Anche lei mi guarda, stiamo in silenzio, tutti e due.
Ed ecco che, lentamente, dolcemente, mi avvicino e iniziamo a baciarci.
Arriva il Treno
Torniamo alla stazione, il treno sta per arrivare, ci siamo appena trovati e già dobbiamo salutarci.
Non c’è tempo per pensare, pianificare, comprendere cosa sta accadendo. Un ultimo bacio e lei sale sul treno. Torno a casa e il vulcano, in me, è più attivo che mai.
Parcheggio la Legnano, salgo fluttuando le scale, ma stavolta dal basso verso l’alto. Entro in cucina. I miei coinquilini mi guardano. Cerco di dissimulare, ma – nonostante l’ascendente in Scorpione – la mia espressione tradisce l’accaduto.

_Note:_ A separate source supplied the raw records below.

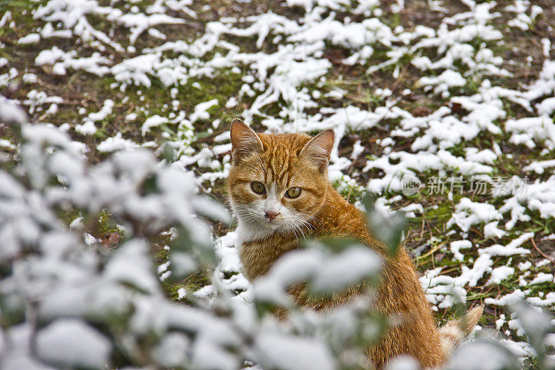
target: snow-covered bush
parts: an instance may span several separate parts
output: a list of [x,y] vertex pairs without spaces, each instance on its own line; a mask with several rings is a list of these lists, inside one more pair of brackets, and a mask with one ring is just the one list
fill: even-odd
[[[203,217],[228,222],[225,209],[198,194],[192,175],[148,151],[120,151],[90,165],[83,144],[27,124],[6,100],[0,121],[19,140],[17,158],[0,163],[0,368],[367,366],[364,344],[379,337],[384,322],[368,308],[371,289],[325,314],[299,310],[285,292],[300,281],[319,294],[376,281],[380,262],[369,249],[309,243],[255,284],[250,301],[231,296],[214,278],[210,301],[176,304],[153,268],[152,239],[172,235],[172,278],[213,270],[218,261]],[[123,235],[117,248],[91,234],[103,212]],[[352,260],[367,263],[346,271]],[[278,307],[288,312],[287,322],[274,319]],[[517,314],[538,367],[549,369],[543,346],[551,319],[525,307]],[[476,342],[462,346],[450,368],[511,369],[518,364],[512,356],[495,341]]]

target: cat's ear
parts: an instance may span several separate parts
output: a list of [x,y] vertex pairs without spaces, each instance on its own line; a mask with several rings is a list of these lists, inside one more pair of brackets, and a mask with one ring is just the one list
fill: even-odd
[[257,133],[244,122],[234,119],[230,128],[231,147],[233,162],[237,163],[241,155],[262,151],[262,142]]
[[325,171],[330,162],[330,155],[334,147],[335,134],[332,128],[324,130],[312,137],[300,151],[300,155],[313,161],[321,169]]

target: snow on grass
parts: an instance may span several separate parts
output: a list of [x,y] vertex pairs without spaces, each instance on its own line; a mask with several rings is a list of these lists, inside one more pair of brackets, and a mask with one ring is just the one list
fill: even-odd
[[[194,170],[197,183],[216,193],[230,165],[225,130],[232,116],[268,132],[333,128],[330,177],[339,189],[345,195],[367,190],[388,208],[412,212],[413,235],[425,228],[429,233],[418,240],[417,249],[432,245],[432,233],[449,246],[442,250],[445,260],[457,268],[436,266],[433,254],[432,262],[423,264],[421,282],[434,309],[471,296],[492,307],[527,298],[552,309],[555,302],[545,289],[521,285],[522,290],[503,289],[497,295],[487,290],[488,285],[519,280],[555,288],[549,262],[527,265],[536,253],[529,240],[538,243],[555,233],[553,47],[541,40],[540,70],[518,84],[511,83],[518,78],[508,72],[513,61],[501,51],[511,41],[505,27],[529,30],[547,10],[520,0],[466,0],[455,8],[449,1],[430,1],[425,11],[436,24],[412,26],[393,22],[402,1],[391,7],[375,0],[278,3],[272,10],[205,22],[205,12],[193,10],[191,1],[125,6],[44,1],[30,10],[35,27],[14,39],[20,47],[37,48],[36,53],[25,68],[0,58],[0,87],[23,76],[24,94],[16,100],[33,117],[69,124],[80,140],[94,136],[90,142],[101,153],[169,141],[174,165]],[[16,26],[10,25],[12,12],[0,19],[3,29]],[[202,30],[187,32],[198,19],[204,22]],[[500,19],[506,21],[500,25]],[[176,26],[187,35],[176,35]],[[50,37],[69,39],[72,47],[42,44]],[[0,50],[7,47],[0,44]],[[522,54],[528,51],[520,49]],[[355,72],[350,74],[345,66]],[[89,98],[76,102],[60,97],[66,96],[62,86],[58,94],[42,83],[41,74],[69,78],[75,72],[103,76],[112,93],[91,105]],[[224,88],[226,96],[214,96]],[[418,113],[414,101],[429,111]],[[68,122],[60,112],[67,109],[65,104],[76,104],[69,109],[79,111],[78,118]],[[24,119],[8,108],[0,115],[4,120]],[[112,126],[116,128],[106,130]],[[202,141],[206,137],[210,140]],[[152,137],[155,142],[146,141]],[[13,149],[0,142],[0,149]],[[400,196],[405,174],[420,179],[420,193]],[[477,176],[486,194],[477,194],[469,182],[462,192],[432,192],[438,178],[466,181]],[[522,191],[499,190],[497,179],[513,176],[524,179]],[[148,203],[142,207],[133,211],[155,210]],[[249,284],[240,272],[234,238],[230,231],[216,239],[221,263],[214,276],[226,289],[239,292]],[[544,242],[539,248],[552,251],[550,242]],[[203,289],[199,295],[214,292],[211,286]],[[185,290],[179,292],[180,298],[185,296]],[[183,345],[178,339],[164,344]]]

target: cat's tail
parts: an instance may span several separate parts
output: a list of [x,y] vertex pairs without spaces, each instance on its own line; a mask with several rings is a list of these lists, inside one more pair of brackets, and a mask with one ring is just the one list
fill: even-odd
[[483,312],[483,305],[475,307],[468,311],[465,316],[451,320],[438,329],[441,349],[445,358],[448,358],[453,349],[472,332]]

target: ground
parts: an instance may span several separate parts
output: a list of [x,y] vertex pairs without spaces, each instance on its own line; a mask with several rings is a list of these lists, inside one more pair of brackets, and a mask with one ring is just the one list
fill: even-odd
[[[457,300],[485,304],[483,330],[526,357],[504,305],[555,306],[554,17],[549,0],[7,0],[0,95],[85,143],[91,162],[153,148],[222,202],[232,118],[332,127],[331,180],[354,203],[370,191],[384,213],[407,212],[438,320]],[[0,157],[14,143],[0,126]],[[100,221],[94,236],[117,246]],[[214,230],[216,272],[247,289],[232,231]],[[208,274],[169,294],[209,294]]]

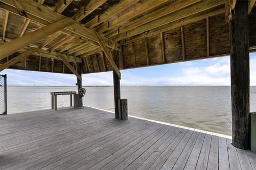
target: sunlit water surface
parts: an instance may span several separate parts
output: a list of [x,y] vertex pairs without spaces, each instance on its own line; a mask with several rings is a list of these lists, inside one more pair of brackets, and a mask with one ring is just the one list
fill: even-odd
[[[113,87],[86,87],[84,105],[114,111]],[[51,91],[76,87],[7,87],[8,114],[51,108]],[[231,135],[230,87],[122,87],[129,114],[139,117]],[[58,96],[58,106],[69,105]],[[250,88],[250,110],[256,111],[256,87]]]

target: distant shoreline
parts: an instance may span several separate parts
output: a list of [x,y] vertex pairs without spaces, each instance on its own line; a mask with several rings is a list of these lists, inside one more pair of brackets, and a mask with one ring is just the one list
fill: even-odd
[[[7,87],[77,87],[76,86],[19,86],[7,85]],[[121,86],[121,87],[231,87],[230,86]],[[85,87],[107,87],[113,86],[83,86]],[[250,87],[256,87],[250,86]]]

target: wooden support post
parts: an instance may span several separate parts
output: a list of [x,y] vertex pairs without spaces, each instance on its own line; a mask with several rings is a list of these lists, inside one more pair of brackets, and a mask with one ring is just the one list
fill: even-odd
[[52,109],[53,109],[53,105],[54,104],[54,96],[53,95],[52,95]]
[[163,32],[160,33],[160,36],[161,37],[161,45],[162,45],[162,56],[163,57],[163,63],[165,63],[165,52],[164,50],[164,33]]
[[57,95],[54,95],[54,109],[57,109]]
[[[77,63],[77,73],[80,75],[81,79],[76,79],[77,80],[77,90],[79,92],[79,89],[82,88],[82,63]],[[78,98],[77,101],[77,106],[78,107],[83,107],[83,99],[82,97],[78,94]]]
[[41,60],[42,57],[39,56],[39,71],[41,71]]
[[5,12],[5,16],[4,16],[4,25],[3,26],[3,35],[2,37],[2,39],[4,40],[5,39],[5,32],[6,31],[6,26],[7,26],[7,22],[8,22],[8,17],[9,16],[9,12],[6,11]]
[[232,144],[250,147],[250,70],[247,1],[237,1],[229,24]]
[[147,57],[147,64],[149,65],[149,56],[148,55],[148,43],[147,41],[147,38],[145,38],[144,41],[145,42],[145,50],[146,50],[146,56]]
[[207,56],[210,56],[210,41],[209,41],[209,17],[206,17],[206,49]]
[[70,107],[72,107],[72,95],[70,95]]
[[185,42],[184,41],[184,32],[183,31],[183,26],[180,26],[180,31],[181,33],[181,43],[182,44],[182,60],[185,60]]
[[133,58],[133,66],[136,67],[136,55],[135,54],[134,45],[132,42],[132,57]]
[[53,72],[53,69],[54,69],[54,60],[52,59],[52,72]]
[[[112,52],[112,55],[115,64],[119,69],[119,52],[116,50]],[[115,117],[119,118],[118,100],[121,99],[120,79],[115,70],[113,70],[114,96],[115,102]]]

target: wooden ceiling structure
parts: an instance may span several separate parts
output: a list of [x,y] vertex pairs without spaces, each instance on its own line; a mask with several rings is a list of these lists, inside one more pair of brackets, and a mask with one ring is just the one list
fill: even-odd
[[[249,42],[256,49],[255,0]],[[228,55],[235,1],[0,0],[0,71],[76,74]],[[121,75],[118,74],[121,77]]]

“Dai, Elvio, cos’è successo, racconta”.
Inutile sottrarsi, e così, parte il racconto.
Ma quanto dista Bari?
Fammi aprire Google Maps. Sette ore. 685 Km. Un bel viaggetto.
Rifletto. E sento che, in fondo, il Rubicone, ormai, l’ho attraversato. Sono in una nuova timeline. E da qui, indietro non si torna.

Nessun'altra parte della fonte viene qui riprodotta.